植生は何層にもわたって、また長い季節にわたって太陽光を取り込み、生産性を高め、最終的にはより良い土壌を提供できる。

樹冠は、日差しや風から下の作物や動物を保護できる。

木の根とその下にある草本植物は、風や水による土壌侵食を軽減できる(45ページ下のイラストをご参照)。

植物の多様性を高めると、病気や虫によって作物が全滅する危険性を減らせる。同時に、その多様性によって、より幅広い種類の良性の昆虫が集まり、その昆虫が捕食者を呼び寄せ、その捕食者が将来の害虫を駆除できる。

1つの事業が低価格になるリスクは減り、ポートフォリオはよりバランスの取れたものになる。

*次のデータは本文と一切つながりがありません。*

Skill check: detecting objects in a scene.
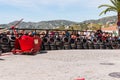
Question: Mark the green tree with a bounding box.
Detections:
[56,25,65,30]
[98,0,120,35]
[79,23,88,31]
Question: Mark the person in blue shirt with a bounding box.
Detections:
[65,30,70,38]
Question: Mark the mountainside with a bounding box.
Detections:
[0,20,77,29]
[0,16,117,29]
[83,16,117,24]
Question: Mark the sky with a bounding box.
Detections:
[0,0,117,24]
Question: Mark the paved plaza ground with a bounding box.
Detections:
[0,50,120,80]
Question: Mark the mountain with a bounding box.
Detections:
[82,16,117,24]
[0,16,117,29]
[0,20,77,29]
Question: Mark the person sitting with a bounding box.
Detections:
[71,32,77,39]
[65,30,70,38]
[50,31,55,38]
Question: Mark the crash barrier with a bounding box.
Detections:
[0,34,43,54]
[0,35,11,53]
[0,28,118,54]
[10,36,16,49]
[41,37,120,50]
[0,34,16,53]
[1,35,120,53]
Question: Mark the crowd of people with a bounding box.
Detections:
[0,29,120,53]
[39,30,119,43]
[39,30,120,50]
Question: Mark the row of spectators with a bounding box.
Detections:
[0,29,120,52]
[39,30,119,43]
[0,29,119,42]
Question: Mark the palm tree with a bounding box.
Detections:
[98,0,120,36]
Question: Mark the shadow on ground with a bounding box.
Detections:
[39,50,48,54]
[109,72,120,78]
[0,58,5,61]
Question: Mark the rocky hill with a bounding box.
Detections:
[0,20,77,29]
[83,16,117,24]
[0,16,117,29]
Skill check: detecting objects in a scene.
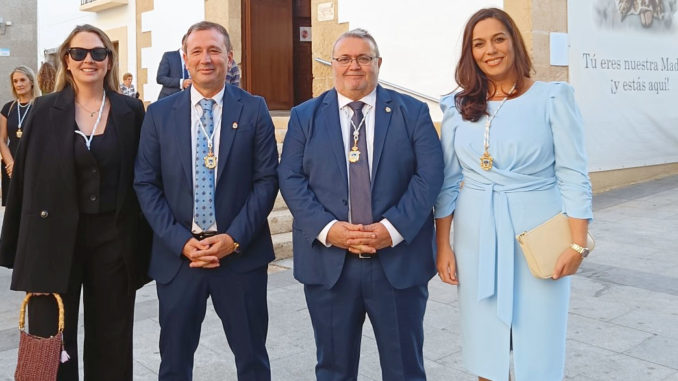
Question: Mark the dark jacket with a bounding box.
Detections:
[0,86,152,293]
[156,50,184,99]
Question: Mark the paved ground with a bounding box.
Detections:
[0,175,676,380]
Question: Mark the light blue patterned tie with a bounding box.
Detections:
[194,98,216,230]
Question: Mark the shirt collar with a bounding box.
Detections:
[337,87,377,110]
[190,85,225,109]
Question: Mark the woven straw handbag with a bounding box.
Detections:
[14,293,65,381]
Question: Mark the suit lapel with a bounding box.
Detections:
[172,89,193,187]
[107,91,134,214]
[321,89,348,186]
[371,85,392,187]
[50,87,77,179]
[217,85,243,184]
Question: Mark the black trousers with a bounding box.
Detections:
[27,212,136,381]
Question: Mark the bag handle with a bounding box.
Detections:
[18,293,65,333]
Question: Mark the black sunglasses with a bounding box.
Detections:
[67,47,110,62]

作物の根の多様性、光合成の期間の延長と速度の向上により、森林、草地、または作物地と比較して、土壌中の炭素隔離率を向上できる。

アグロフォレストリーの基本的な形態

水辺の緩衝帯

 水辺の緩衝帯は、小川や河川の土手を土壌浸食から守ることで、土壌の損失を防ぐだけでなく、土粒子、農薬、肥料による水質汚染の量を減らすことができます。適切に設計された水辺の緩衝帯は、土壌と水を完全に保護するために、樹木、低木、草本植物で構成されている必要があります(上図ご参照)。

 シロップ用のカエデ、ナッツや木材用のクルミやピーカンなど、収穫できる樹種を選ぶとよいでしょう。ブラックウォールナットやピーカンなど、価値の高い木の多くは、水辺に自然に生息しています。

防風林

 防風林(上図をご参照)は、家屋、作物、家畜を守るために、さまざまな形で利用できます。防風林の設計(位置、木の間隔、列の数)は、目的によって異なります。

 家の保護。冷たい風と冬の雪がある地域では、防風林は雪を閉じ込め、家の周りの風速を減らし、家の暖房費を削減します。。。